Feature #18794

Updated by Tom Clegg over 2 years ago

Overall health check returned by health aggregator returns “error” state unless the /etc/arvados/config.yml file is identical on all cluster hosts and all services are using that version 
 * Error message is “some services have mismatched out-of-date configuration: serviceA, serviceB config file hash does not match latest version with timestamp X” serviceB” 
 * Whether or not the health aggregator service is installed/configured, `arvados-server health` (when run on a cluster node) returns the same result the health aggregator would return, as text on stdout and a non-zero exit code to indicate fail. 

 * `arvados-server health` (new subcommand) loads config file, fetches all the individual services’ health checks just as the health aggregator service would, fetches the config metrics and compares hashes, and displays the result on stdout 
 ** if all hashes match, config is OK, regardless of timestamps 
 ** if some hashes don’t match, the most recent timestamp is assumed to be the real/intended config 
 * `arvados-server config-dump` output includes the content hash and timestamp of the source yaml file it loaded (timestamp is now if source file is a pipe) 
 * all services gain two “config” metrics: 
 ** the hash and timestamp of the config file the current config was loaded from 
 ** the hash and timestamp of the current config file on disk 
 * RailsAPI and Workbench1: the only practical way to know which config versions are in use by various passenger workers is to implement auto-reload: 
 ** immediately before loading config, and periodically in a background job, if tmp/restart.txt is older than the config file, touch restart.txt using the config file timestamp 
 ** health check endpoint reports an error if the tmp/restart.txt file is older than the config file 
 ** config version endpoint handler does not try to figure out whether all passenger workers use the same config as the one handling the request – if there’s a mismatch, assume it will be flagged by the health check endpoint 

 Note this does not address discrepancies in Nginx configuration in use / on disk, since it is maintained manually. 

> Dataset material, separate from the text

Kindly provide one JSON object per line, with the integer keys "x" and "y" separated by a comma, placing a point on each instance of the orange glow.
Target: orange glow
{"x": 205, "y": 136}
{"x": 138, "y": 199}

 TBD: It is possible for a host to have an outdated config file on disk, even though all services on that host are using the same correct/latest config as other hosts (e.g., after an operator mistakenly copies an old config file to the host). How should this be reported so the operator can make sense of it – “some services have out-of-date configuration: serviceA (config file on disk); serviceB (config file on disk)”?